GERMANY - Investor demand for multi-manager funds in Germany increased more than three-fold in 2004, taking total volume for the funds to €414m, a new study by Cerulli Associates shows.

The study said the increase in Germany – at 324% - was the largest seen in markets where multi-manager funds are available. This includes the US, where demand for the products rose 28%.

However, the study indicated that the US is still by far the leading market for multi-manager funds, accounting for 60.9% of the €407bn in assets invested in these products.

Multi-manager funds are a recent innovation in Germany. In early 2004, US multi-manager fund specialist SEI joined forces with Germany’s Cominvest to offer the products to mainly small institutional clients.

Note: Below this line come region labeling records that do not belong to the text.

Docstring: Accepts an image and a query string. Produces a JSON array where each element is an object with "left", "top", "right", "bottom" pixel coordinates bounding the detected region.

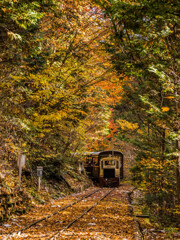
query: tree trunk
[{"left": 176, "top": 139, "right": 180, "bottom": 204}]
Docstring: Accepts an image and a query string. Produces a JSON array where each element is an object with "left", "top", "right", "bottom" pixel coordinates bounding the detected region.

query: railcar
[{"left": 84, "top": 150, "right": 123, "bottom": 187}]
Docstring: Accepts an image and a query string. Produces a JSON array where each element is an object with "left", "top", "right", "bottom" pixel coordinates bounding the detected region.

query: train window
[
  {"left": 101, "top": 161, "right": 103, "bottom": 168},
  {"left": 105, "top": 160, "right": 115, "bottom": 166},
  {"left": 116, "top": 161, "right": 119, "bottom": 169}
]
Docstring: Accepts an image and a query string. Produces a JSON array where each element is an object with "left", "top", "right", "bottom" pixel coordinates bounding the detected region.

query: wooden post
[
  {"left": 38, "top": 177, "right": 41, "bottom": 192},
  {"left": 37, "top": 166, "right": 43, "bottom": 192},
  {"left": 17, "top": 154, "right": 26, "bottom": 187}
]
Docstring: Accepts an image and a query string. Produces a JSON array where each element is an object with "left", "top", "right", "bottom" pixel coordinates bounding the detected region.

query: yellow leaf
[{"left": 161, "top": 107, "right": 169, "bottom": 112}]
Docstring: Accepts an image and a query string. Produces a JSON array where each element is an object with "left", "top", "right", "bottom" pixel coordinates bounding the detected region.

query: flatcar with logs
[{"left": 84, "top": 150, "right": 123, "bottom": 187}]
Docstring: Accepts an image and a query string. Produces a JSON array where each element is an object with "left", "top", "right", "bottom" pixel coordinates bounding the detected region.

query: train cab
[
  {"left": 99, "top": 151, "right": 123, "bottom": 187},
  {"left": 85, "top": 150, "right": 123, "bottom": 187}
]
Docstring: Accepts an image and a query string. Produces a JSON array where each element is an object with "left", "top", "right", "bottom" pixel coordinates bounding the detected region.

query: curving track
[{"left": 0, "top": 186, "right": 137, "bottom": 240}]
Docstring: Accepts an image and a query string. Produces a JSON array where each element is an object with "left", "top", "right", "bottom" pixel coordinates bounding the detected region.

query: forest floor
[{"left": 0, "top": 184, "right": 178, "bottom": 240}]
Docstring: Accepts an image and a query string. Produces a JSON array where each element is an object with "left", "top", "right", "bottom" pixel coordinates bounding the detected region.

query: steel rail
[{"left": 47, "top": 188, "right": 115, "bottom": 240}]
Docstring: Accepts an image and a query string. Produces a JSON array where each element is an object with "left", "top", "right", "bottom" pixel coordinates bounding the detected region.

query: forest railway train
[{"left": 84, "top": 150, "right": 123, "bottom": 187}]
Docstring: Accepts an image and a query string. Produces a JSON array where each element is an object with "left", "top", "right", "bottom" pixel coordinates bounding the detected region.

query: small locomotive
[{"left": 84, "top": 150, "right": 123, "bottom": 187}]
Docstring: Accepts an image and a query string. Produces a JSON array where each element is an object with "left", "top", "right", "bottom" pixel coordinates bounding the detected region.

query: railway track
[
  {"left": 48, "top": 188, "right": 114, "bottom": 240},
  {"left": 0, "top": 188, "right": 114, "bottom": 240}
]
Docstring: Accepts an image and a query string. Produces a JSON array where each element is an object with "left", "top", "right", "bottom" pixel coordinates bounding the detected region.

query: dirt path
[{"left": 0, "top": 185, "right": 138, "bottom": 240}]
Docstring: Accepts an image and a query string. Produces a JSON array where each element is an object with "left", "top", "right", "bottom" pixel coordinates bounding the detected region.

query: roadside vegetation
[{"left": 0, "top": 0, "right": 180, "bottom": 232}]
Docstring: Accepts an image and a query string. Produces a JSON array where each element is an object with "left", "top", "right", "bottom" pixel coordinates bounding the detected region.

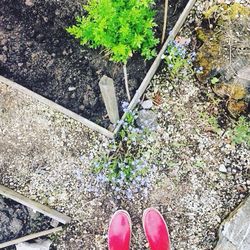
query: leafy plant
[
  {"left": 229, "top": 116, "right": 250, "bottom": 147},
  {"left": 66, "top": 0, "right": 158, "bottom": 99},
  {"left": 200, "top": 112, "right": 222, "bottom": 135},
  {"left": 211, "top": 77, "right": 219, "bottom": 85},
  {"left": 162, "top": 41, "right": 196, "bottom": 78},
  {"left": 87, "top": 102, "right": 156, "bottom": 199}
]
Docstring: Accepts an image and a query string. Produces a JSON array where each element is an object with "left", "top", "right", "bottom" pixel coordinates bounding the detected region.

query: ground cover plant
[
  {"left": 87, "top": 103, "right": 157, "bottom": 200},
  {"left": 67, "top": 0, "right": 158, "bottom": 100}
]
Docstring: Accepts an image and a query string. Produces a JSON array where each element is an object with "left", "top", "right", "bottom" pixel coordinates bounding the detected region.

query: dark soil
[
  {"left": 0, "top": 196, "right": 52, "bottom": 249},
  {"left": 0, "top": 0, "right": 188, "bottom": 127}
]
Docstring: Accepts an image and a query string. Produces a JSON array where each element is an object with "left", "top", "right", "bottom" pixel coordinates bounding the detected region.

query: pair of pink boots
[{"left": 108, "top": 208, "right": 170, "bottom": 250}]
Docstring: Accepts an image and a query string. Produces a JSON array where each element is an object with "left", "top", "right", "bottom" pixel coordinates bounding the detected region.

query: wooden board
[
  {"left": 0, "top": 185, "right": 71, "bottom": 224},
  {"left": 114, "top": 0, "right": 196, "bottom": 134},
  {"left": 0, "top": 75, "right": 113, "bottom": 138},
  {"left": 0, "top": 227, "right": 62, "bottom": 249}
]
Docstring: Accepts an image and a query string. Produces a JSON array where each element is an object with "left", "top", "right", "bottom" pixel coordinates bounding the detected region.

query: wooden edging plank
[
  {"left": 114, "top": 0, "right": 196, "bottom": 134},
  {"left": 0, "top": 185, "right": 71, "bottom": 224},
  {"left": 0, "top": 227, "right": 62, "bottom": 248},
  {"left": 0, "top": 0, "right": 196, "bottom": 138},
  {"left": 0, "top": 75, "right": 114, "bottom": 138}
]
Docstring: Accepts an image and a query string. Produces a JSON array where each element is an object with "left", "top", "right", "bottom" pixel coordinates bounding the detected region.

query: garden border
[
  {"left": 0, "top": 184, "right": 71, "bottom": 249},
  {"left": 0, "top": 0, "right": 196, "bottom": 138}
]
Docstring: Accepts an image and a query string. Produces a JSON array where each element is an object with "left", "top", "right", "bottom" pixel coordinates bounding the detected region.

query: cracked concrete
[{"left": 215, "top": 196, "right": 250, "bottom": 250}]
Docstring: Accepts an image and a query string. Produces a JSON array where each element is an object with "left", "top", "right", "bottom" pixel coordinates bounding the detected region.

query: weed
[
  {"left": 66, "top": 0, "right": 158, "bottom": 100},
  {"left": 162, "top": 41, "right": 202, "bottom": 78},
  {"left": 200, "top": 112, "right": 221, "bottom": 135},
  {"left": 229, "top": 116, "right": 250, "bottom": 147},
  {"left": 89, "top": 102, "right": 156, "bottom": 199},
  {"left": 211, "top": 77, "right": 220, "bottom": 85}
]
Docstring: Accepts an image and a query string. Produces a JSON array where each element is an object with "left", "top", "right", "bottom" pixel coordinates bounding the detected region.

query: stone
[
  {"left": 16, "top": 239, "right": 52, "bottom": 250},
  {"left": 68, "top": 87, "right": 76, "bottom": 91},
  {"left": 136, "top": 109, "right": 158, "bottom": 130},
  {"left": 219, "top": 164, "right": 227, "bottom": 173},
  {"left": 141, "top": 100, "right": 153, "bottom": 109},
  {"left": 237, "top": 65, "right": 250, "bottom": 87},
  {"left": 215, "top": 196, "right": 250, "bottom": 250}
]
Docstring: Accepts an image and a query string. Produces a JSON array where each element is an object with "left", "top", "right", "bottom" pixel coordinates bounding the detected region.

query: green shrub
[{"left": 67, "top": 0, "right": 158, "bottom": 64}]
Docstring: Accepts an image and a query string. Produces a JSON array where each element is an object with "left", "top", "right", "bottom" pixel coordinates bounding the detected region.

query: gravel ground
[{"left": 0, "top": 1, "right": 250, "bottom": 250}]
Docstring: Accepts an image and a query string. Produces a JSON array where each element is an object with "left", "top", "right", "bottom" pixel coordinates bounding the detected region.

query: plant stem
[
  {"left": 161, "top": 0, "right": 168, "bottom": 43},
  {"left": 123, "top": 64, "right": 131, "bottom": 101}
]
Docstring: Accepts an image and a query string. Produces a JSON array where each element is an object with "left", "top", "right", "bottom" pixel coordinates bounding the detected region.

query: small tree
[{"left": 67, "top": 0, "right": 158, "bottom": 100}]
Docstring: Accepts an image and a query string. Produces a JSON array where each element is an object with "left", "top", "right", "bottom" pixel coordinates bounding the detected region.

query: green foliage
[
  {"left": 162, "top": 41, "right": 195, "bottom": 78},
  {"left": 229, "top": 116, "right": 250, "bottom": 147},
  {"left": 66, "top": 0, "right": 158, "bottom": 63},
  {"left": 93, "top": 108, "right": 148, "bottom": 184},
  {"left": 89, "top": 104, "right": 157, "bottom": 199},
  {"left": 200, "top": 112, "right": 222, "bottom": 135}
]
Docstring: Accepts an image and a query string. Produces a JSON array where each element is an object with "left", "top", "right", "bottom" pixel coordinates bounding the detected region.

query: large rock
[{"left": 215, "top": 197, "right": 250, "bottom": 250}]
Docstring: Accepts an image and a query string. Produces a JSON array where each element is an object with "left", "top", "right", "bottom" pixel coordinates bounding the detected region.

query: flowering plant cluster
[
  {"left": 89, "top": 104, "right": 156, "bottom": 199},
  {"left": 162, "top": 41, "right": 203, "bottom": 78}
]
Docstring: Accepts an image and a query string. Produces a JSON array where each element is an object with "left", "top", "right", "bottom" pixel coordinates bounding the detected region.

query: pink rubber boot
[
  {"left": 108, "top": 210, "right": 131, "bottom": 250},
  {"left": 142, "top": 208, "right": 170, "bottom": 250}
]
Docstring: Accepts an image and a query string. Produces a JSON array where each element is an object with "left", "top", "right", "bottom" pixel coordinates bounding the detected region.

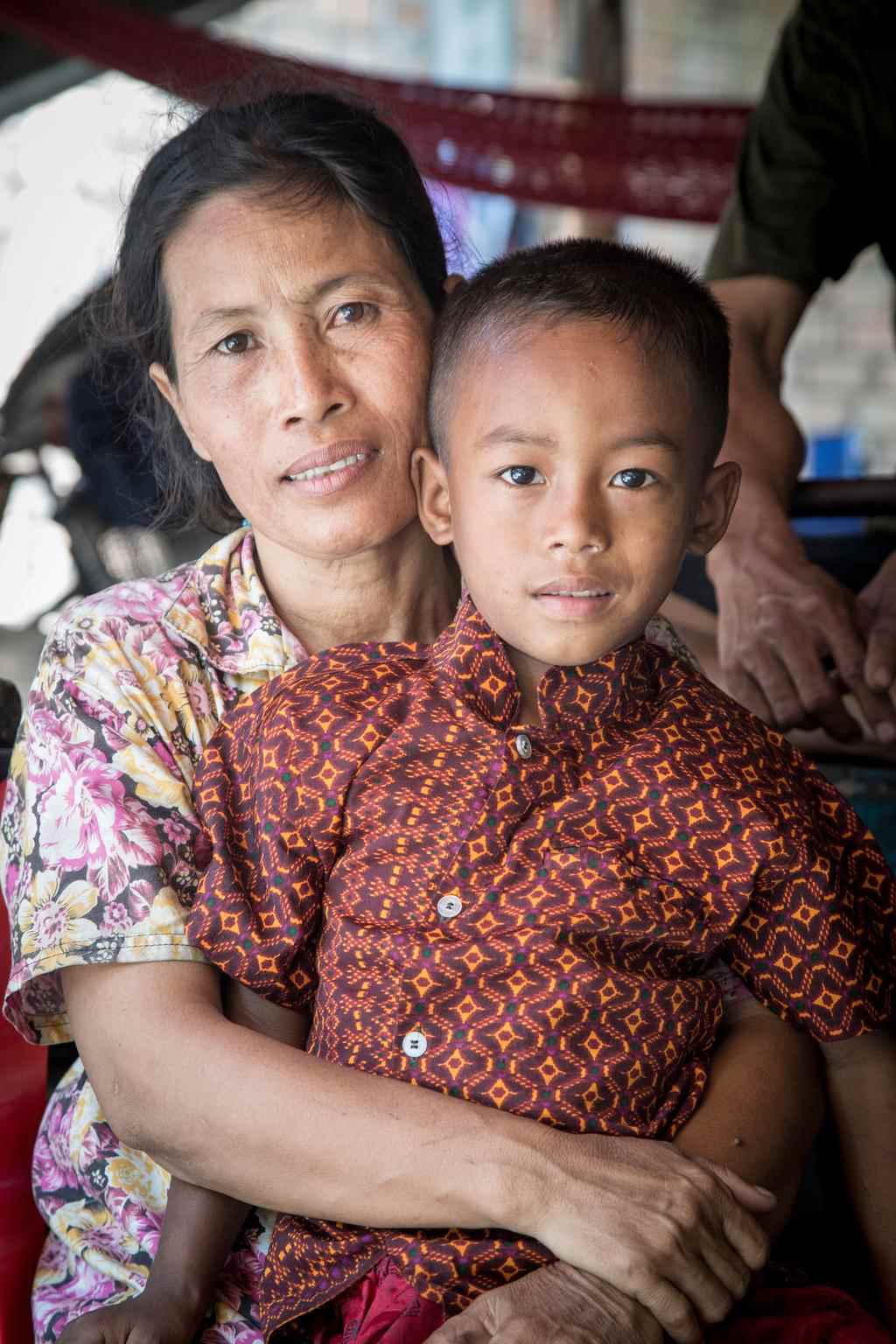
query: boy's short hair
[{"left": 430, "top": 238, "right": 731, "bottom": 469}]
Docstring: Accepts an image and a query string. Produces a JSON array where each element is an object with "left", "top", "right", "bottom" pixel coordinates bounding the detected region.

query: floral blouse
[{"left": 0, "top": 529, "right": 682, "bottom": 1344}]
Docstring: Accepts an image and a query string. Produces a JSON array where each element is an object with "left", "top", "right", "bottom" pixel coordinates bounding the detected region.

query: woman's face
[{"left": 150, "top": 192, "right": 432, "bottom": 562}]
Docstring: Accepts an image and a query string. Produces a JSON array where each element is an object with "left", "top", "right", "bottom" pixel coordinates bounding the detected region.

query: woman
[{"left": 3, "top": 93, "right": 816, "bottom": 1344}]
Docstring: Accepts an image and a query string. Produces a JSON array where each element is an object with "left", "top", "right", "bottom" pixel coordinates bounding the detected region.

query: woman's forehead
[{"left": 163, "top": 191, "right": 417, "bottom": 329}]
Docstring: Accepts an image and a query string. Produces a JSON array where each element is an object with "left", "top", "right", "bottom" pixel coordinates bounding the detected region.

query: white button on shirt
[{"left": 402, "top": 1031, "right": 427, "bottom": 1059}]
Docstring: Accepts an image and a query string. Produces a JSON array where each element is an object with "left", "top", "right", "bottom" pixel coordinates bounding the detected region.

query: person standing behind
[{"left": 707, "top": 0, "right": 896, "bottom": 745}]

Later that year, Metzler began a similar alliance with Russell Investment Group, SEI’s rival.

Last March also saw the emergence of a multi-manager fund alliance between Deutsche Asset Management and German investment consultant RMC.

Commenting on the Cerulli study, Stephan Römer, head of Germany at SEI, said: “In terms of demand, we’re still at a low level, but the sharp increase last year as well as the increased competition in the market are clear indications that the need for more multi-manager solutions is there.”

German multi-manager fund providers argue that their product, which seeks to provide a high level of diversification, is ideal for institutional clients who fall into two categories.

Either they are those cannot afford to set up a traditional German institutional fund (Spezialfonds) or those who want an alternative amid the new International Financial Reporting Standard (IFRS).

Under IFRS, German institutional investors with more than 20% of their assets in Spezialfonds must report every single investment made by those funds. These investors worry that the requirement will increase their costs.

Römer said Germany would again see the largest increase in demand for multi-manager funds in 2005, adding that it would “be far more than 20%”.